It's tempting to see digital cinema as a manana technology - perpetually on the horizon but never getting any nearer. The effect is magnified if you count out your life in d-cinema conferences, which have often made a virtue of heated arguments about bafflingly esoteric points. As Arts Alliance Media CEO Howard Kiedaisch puts it: 'If you go to more than two digital cinema conferences a year, you need to get a hobby.'

Nonetheless Screen International's annual conference on the subject this year offered hints at a genuine breakthrough - even in discussions about why digital cinema isn't actually breaking through the deadlock in many countries outside the US (see Box Office, p35).

The debate is at least no longer about whether d-cinema is a good thing. That case hasn't really been won so much as it has become an irrelevance. Not enough people engaged in the real argument over standards when there was time to influence the outcome. Now, for better or worse, the changeover is an inevitability and most of the standards discussion has been completed.

Arguments remain about how a country's entire exhibition infrastructure can shift to the digital age with everyone happy with their share of the pie. Not surprisingly, the process is far from complete - though the US with its more (though not entirely) homogenous system is finding progress easier. But it's worth looking past the 'who pays' argument to consider the impact of what seem like the clear benefits of the d-cinema switch.

Looking back to the 1980s, it seems clear the big upgrade to multiplexes was the saviour of cinema. We may occasionally go misty-eyed about the old town-centre cinema but we're forgetting that the term 'flea pit' wasn't far from the truth. Upgrading the facilities can make a fundamental difference. At a time when box-office growth in most mature film-going countries is flat or driven by ticket prices, there is a strong argument that we need another burst of renewal.

D-cinema's pitch to be the next big thing comes down to these basics:

- Choice: more content and the ability to match what is on screen to customer demand

- Quality: better sound and image without deterioration of the print

- Events: live events beamed to cinemas

- Spectacle: the wow factor in 3D and arguably 4k projection.

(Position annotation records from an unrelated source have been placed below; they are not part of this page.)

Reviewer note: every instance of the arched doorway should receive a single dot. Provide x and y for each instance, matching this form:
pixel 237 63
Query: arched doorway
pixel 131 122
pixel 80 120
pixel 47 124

- Demographic change: matching content to customer should attract a wider audience.

A growing number of polls suggest the customer is up for it. But digital cinema is not just 35mm in a shiny new box. It may in essence be a replacement technology but what it does is far more disruptive.

The arguments over who pays for the equipment is short term in the sense that someone - probably the studios - will force the issue. At some time soon, it is pretty clear the message from the studios to exhibitors will be: sign a deal, however imperfect, on a payment-sharing model or fund digital switch-over yourself.

But that's just the start. An equally difficult discussion is whether a model can be found that allows the business to take the benefits of d-cinema outlined above without wrecking the industry as it stands.

The way that films are bought and sold, how they are distributed and the rules on how they can be shown are actually a rather delicate arrangement that is already under strain in areas such as release windows.

Take the fundamental promise of d-cinema: the ability to offer real choice matched to customer demand. Something has to shift out to accommodate an event or an alternative film choice, and that isn't the way film has traditionally done its business. If customers are willing to pack the main screen at $50 a pop to watch opera, where does that leave the current programming'

D-cinema offers benefits and it will be adopted, but the idea that it is possible to take the 35mm world and make it work in the same way for digital is surely unrealistic. The current impasse is about trying to square that circle.